Sunday, January 29, 2023

Week 69: Selma, Alabama


The Edmund Pettus Bridge is the famous bridge that black citizens from Selma tried to cross to march for voting rights, and the police stopped them and attacked them and knocked John Lewis unconscious. In the picture, I am pretty sure that the guy in the front with the blue suit and hat is John Lewis, and I am very sure that the woman in the yellow dress is Kamala Harris.

I have made it to a place in Alabama that even us West-Coasters have heard of, though maybe not for the best of reasons. Selma is not a very big city, with a population of 17,625, but it is famous for its civil rights history, and for a shameful day in American history.

The city is about 80% African-American, and it calls itself the "Queen City of the Black Belt," which Wikipedia says originally referred to the region's black soil, but took on an additional meaning referring to the ethnicity of the local population.

If I ever end up driving around Alabama, I would not mind going to Selma and taking a picture like the one posted here, even if Kamala Harris is not available to be in it.

Last week I wrote about tornadoes that had hit Sawyerville, Alabama in three different years. Selma had its own tornado earlier this month, as a large one tore up the downtown area, leaving it a "disaster area" and prompting the governor to declare a state of emergency.


This week I passed 5.5 million steps, so that's 11 half-million-step segments done, three to go. A little more than four months left.

Sunday, January 22, 2023

Week 68: Sawyerville, Alabama


Sawyerville, February 2022
This week I am in Sawyerville, an unincorporated community in Western Alabama. Population is 795, with 88.5% of the population African American, so another small Southern town with a mostly black population.

Sawyerville experienced tornado damage in April 2011, March 2021, and February 2022. Combined, the tornadoes killed eight people, injured 73, and caused a bit of property damage, as you can see. You have to think almost everyone in town knows someone who was killed or injured by a tornado, or had their house trashed, or some combination of those outcomes.

It is 31 degrees here right now. Yesterday, it snowed a little. The forecast going into February is for highs in the low 40s, lows in the 30s and 20s. I am getting tired of this, ready for February to get a little warmer and a little lighter.
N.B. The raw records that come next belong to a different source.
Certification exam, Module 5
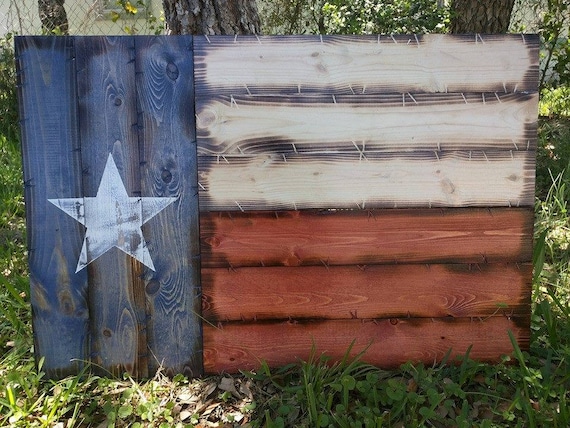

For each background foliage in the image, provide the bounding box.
[259,0,448,35]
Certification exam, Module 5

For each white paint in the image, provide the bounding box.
[49,154,177,273]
I got spoiled when we had a week or more of temperatures close to 50 degrees. It isn't normally that warm here during the winter, and it didn't last. It's cold.

If one were to really walk all the way across the country, there would be days that felt great, and there would be others when you would just have to grind through it, put one foot in front of the other. These are grinding days. I'm ready to be done with winter and done with Alabama.

Sunday, January 15, 2023

Week 67: Aliceville, Alabama

Aliceville Federal Prison

Alabama, you've got the rest of the Union
to help you along.
What's going wrong?

From Alabama by Neil Young

I have been to Montgomery, Alabama for a wedding, and it was very nice. The rehearsal dinner was at the house of the bride's uncle, I believe, and I remember thinking that they could easily seat 100 guests in the house. We sat outside; they could seat a few hundred more out there.
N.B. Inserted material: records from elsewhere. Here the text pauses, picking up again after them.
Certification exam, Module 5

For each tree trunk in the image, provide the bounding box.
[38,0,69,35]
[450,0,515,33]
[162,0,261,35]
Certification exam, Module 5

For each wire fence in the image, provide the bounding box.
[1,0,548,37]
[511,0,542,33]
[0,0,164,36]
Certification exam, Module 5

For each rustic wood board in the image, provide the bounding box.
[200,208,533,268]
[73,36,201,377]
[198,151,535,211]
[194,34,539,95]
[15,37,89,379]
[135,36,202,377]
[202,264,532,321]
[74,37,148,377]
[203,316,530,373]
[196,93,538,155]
This week I am in Aliceville, Alabama, about 18 miles past the Mississippi border. Aliceville is a town of about 2,100 people, and the biggest deal in town appears to be the federal prison, which houses 1,647 inmates, so says Google.

It's a long walk across Alabama, all the way from west to east, and a long ways north to south as well, about 280 miles total. I will be here six more weeks at least.
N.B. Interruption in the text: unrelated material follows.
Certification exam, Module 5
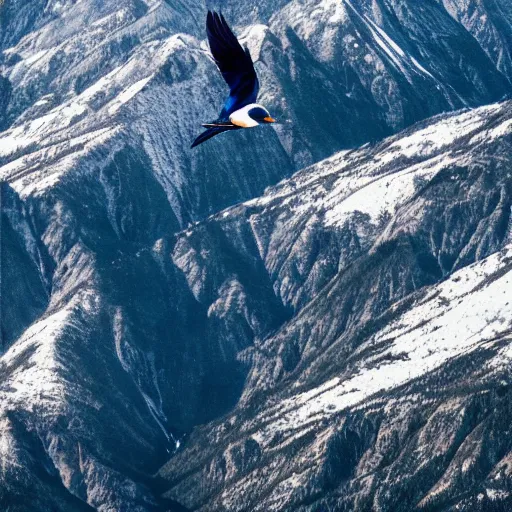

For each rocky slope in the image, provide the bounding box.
[160,100,512,511]
[438,0,512,81]
[1,0,512,510]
My string of days over 10.000 steps per day ended this week, as I spent a couple of days away from home and doing a lot of driving. My new streak is one day, assuming I make it today, which I have not yet, but probably will. Also, I will stop going to Jubilee Bridge Club twice every week, at least if things work out at Olympia Bridge Club, so I won't put in as many steps as I did during December. Still, I have walked over 11,000 steps per day average as planned.

Alabama, Georgia, Florida. We're making progress.

Sunday, January 8, 2023

Week 66: Tombigbee River, Mississippi

 

This week I am somewhere between West Point, Mississippi and Columbus, Mississippi, about where Highway 50 crosses the Tombigbee River. I had never heard of the Tombigbee River until this week, but it is a major waterway in the South, as much of it is navigable. The Tombigbee flows south from here and eventually empties into the Gulf of Mexico at Mobile, Alabama.

From the Tombigbee I only have about 20 miles left to go in Mississippi, so by next week I will be in Alabama. Only three states left, but still 850 miles.

One more thing about Mississippi before we go: According to USA Today, in 2012 Barack Obama received 10% of the white vote in Mississippi.

If I do make it there one day, I don't want to stay long.